When mounting a lens to an EF-M camera, the MIF pin is pulled low by the lens indicating to the camera that the lens is properly mounted and ready to be used. The camera then reads voltage of the DETF line which tells the camera whether it’s talking to an EF or EF-M lens. The camera then configures the integrated level shifters for the proper voltage and the clock generator for the correct clock rate for the SPI bus for that lens.

The solution that Canon came up with for the EOS M is quite elegant. Everything that’s needed to talk to either an EF or EF-M, as a native device, is in the camera. Voltages are adjusted properly^[5], and the camera speaks both the EF and EF-M protocols natively to the lens.

Conclusions

To sum up what’s become a much longer article than I intended, I really don’t see any reason to be concerned about a new Canon mirrorless camera breaking anything with existing lenses. I don’t even expect that there won’t be performance parity. The worst case (and most likely case) I can imagine, is that you will need a physical mount adapter, and even that I don’t see as a real issue. Just leave it on the camera, (or buy one for all your lenses if you want to go that route) while the bulk of your lenses are EF mount.

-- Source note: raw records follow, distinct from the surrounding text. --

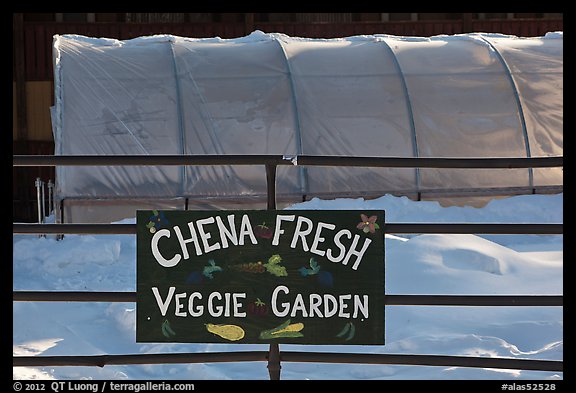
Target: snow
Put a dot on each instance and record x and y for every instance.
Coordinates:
(415, 264)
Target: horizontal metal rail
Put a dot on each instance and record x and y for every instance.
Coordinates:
(390, 300)
(290, 356)
(235, 159)
(273, 356)
(398, 228)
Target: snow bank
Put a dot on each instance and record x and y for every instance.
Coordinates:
(424, 264)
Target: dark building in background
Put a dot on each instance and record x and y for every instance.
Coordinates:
(32, 73)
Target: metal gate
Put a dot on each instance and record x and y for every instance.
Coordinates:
(274, 356)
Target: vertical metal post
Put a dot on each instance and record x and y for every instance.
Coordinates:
(50, 193)
(43, 200)
(274, 351)
(37, 183)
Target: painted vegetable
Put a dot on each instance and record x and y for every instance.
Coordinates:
(227, 332)
(283, 331)
(263, 231)
(347, 332)
(211, 268)
(258, 308)
(273, 267)
(167, 329)
(314, 268)
(325, 278)
(250, 267)
(195, 278)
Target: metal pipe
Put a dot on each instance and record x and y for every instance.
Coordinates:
(389, 300)
(291, 356)
(399, 228)
(423, 360)
(273, 366)
(156, 358)
(236, 159)
(43, 204)
(50, 196)
(37, 183)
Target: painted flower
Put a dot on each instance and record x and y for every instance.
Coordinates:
(156, 221)
(368, 224)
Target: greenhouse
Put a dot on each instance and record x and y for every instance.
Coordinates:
(467, 95)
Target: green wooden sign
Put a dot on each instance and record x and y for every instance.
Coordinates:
(260, 276)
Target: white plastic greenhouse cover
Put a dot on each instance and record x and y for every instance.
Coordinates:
(469, 95)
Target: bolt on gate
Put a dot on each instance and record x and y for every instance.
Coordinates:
(274, 356)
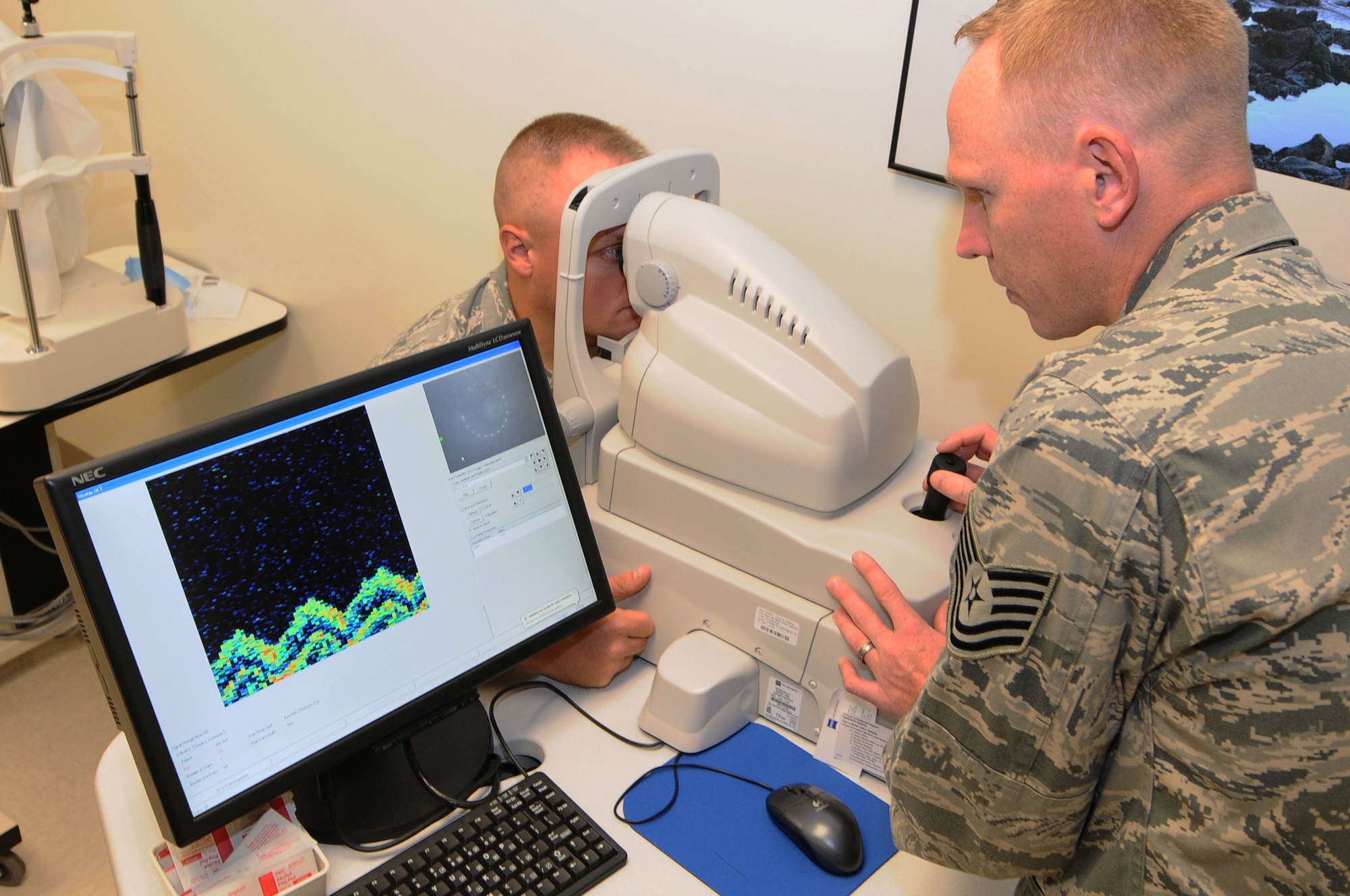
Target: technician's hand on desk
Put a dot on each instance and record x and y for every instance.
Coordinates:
(597, 654)
(901, 658)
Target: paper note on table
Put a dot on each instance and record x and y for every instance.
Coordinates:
(215, 299)
(851, 739)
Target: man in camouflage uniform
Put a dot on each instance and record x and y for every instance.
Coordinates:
(1144, 685)
(535, 179)
(537, 176)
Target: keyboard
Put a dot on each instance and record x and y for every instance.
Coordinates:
(530, 841)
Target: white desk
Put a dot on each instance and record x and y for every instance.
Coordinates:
(587, 763)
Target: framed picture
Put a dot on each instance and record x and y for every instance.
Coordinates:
(1299, 102)
(1298, 110)
(932, 63)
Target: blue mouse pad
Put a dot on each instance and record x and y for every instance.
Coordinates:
(723, 835)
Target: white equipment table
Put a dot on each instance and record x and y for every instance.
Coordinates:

As for a full frame Canon mirrorless system, looking at the engineering as I’ve done in this article, this is where I think Canon will go.

I expect a new mount will use a shorter flange-focal distance. The advantages that come from future lens designs being able to be less retro focus seems to outweigh the disadvantages. Moreover, even if they retain a thick “SLR-like” body, the shorter FFD makes it that much easier to pack electronics and better yet cooling in behind the sensor.

Further, I expect a new mount will be electrically compatible with the EF mount, in exactly the same way as the EOS M/EF-M mount is.

Beyond that, there’s not a whole lot to really be concerned about, at least in so far as the mount is concerned.